While vaccines protect against some HPV genotypes, women living with HIV (WLWH) who have been vaccinated remain infected with other HPV types that may lead to cervical cancer, a Canadian study published in Journal of Acquired Immune Deficiency Syndromes found, underlining the importance of cervical cancer screenings regardless of vaccination status.
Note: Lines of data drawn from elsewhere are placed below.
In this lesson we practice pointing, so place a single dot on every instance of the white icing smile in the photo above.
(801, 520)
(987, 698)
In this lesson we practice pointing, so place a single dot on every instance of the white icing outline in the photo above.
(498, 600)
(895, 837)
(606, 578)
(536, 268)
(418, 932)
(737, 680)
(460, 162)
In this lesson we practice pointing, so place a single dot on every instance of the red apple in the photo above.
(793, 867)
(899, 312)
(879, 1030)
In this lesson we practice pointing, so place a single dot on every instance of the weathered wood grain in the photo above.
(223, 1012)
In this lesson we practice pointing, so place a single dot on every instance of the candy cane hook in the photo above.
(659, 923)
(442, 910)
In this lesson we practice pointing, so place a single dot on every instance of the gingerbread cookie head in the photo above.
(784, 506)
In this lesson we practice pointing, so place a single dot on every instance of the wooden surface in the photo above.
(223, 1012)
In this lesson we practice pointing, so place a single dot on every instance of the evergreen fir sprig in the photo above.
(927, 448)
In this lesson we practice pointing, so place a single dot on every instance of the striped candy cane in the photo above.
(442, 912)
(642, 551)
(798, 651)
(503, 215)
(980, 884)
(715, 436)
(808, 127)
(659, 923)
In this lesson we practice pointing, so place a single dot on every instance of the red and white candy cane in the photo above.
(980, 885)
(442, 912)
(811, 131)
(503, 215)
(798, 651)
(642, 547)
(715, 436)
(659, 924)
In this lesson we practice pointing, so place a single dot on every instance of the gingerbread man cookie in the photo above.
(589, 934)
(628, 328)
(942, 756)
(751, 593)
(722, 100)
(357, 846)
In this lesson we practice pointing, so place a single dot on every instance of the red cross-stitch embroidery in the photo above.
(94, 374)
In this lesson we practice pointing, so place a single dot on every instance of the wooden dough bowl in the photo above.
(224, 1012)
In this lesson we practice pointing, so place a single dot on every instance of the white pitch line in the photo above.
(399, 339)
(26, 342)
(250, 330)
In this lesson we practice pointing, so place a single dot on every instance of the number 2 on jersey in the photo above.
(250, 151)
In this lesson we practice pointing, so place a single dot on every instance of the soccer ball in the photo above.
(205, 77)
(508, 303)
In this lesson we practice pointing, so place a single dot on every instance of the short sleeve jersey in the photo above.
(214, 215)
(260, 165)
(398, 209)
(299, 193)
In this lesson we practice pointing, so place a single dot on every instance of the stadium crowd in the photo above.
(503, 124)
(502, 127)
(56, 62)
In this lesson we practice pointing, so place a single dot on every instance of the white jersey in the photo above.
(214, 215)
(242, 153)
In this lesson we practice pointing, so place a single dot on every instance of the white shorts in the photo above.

The study followed 284 WLWH for a median of 4 years and a total of 1,205 person-years of follow-up. All participants received the quadrivalent HPV vaccine, which covers genotypes 6, 11, 16, and 18, with 94% of participants receiving all 3 shots.
Other HPV genotypes that can cause cancer persisted for ≥ 2 study visits after the first vaccine dose.HPV51 was found in 1.38/100 person-years, HPV52 in 1.18/100 PY, and HPV 39 in 1.06/100 PY.
More recently, the quadrivalent HPV vaccine has been replaced by a nonavalent vaccine, which covers HPV51, but not the other two genotypes. Overall, there were more oncogenic genotypes not covered by the newer vaccine (3.6/100 PY) than genotypes included in that vaccine (2.4/100 PY).
“Our findings support the continued regular cervical screening of WLWH regardless of their HPV vaccine history and validate the need for a multipronged approach to elimination of cervical cancer,” study authors concluded.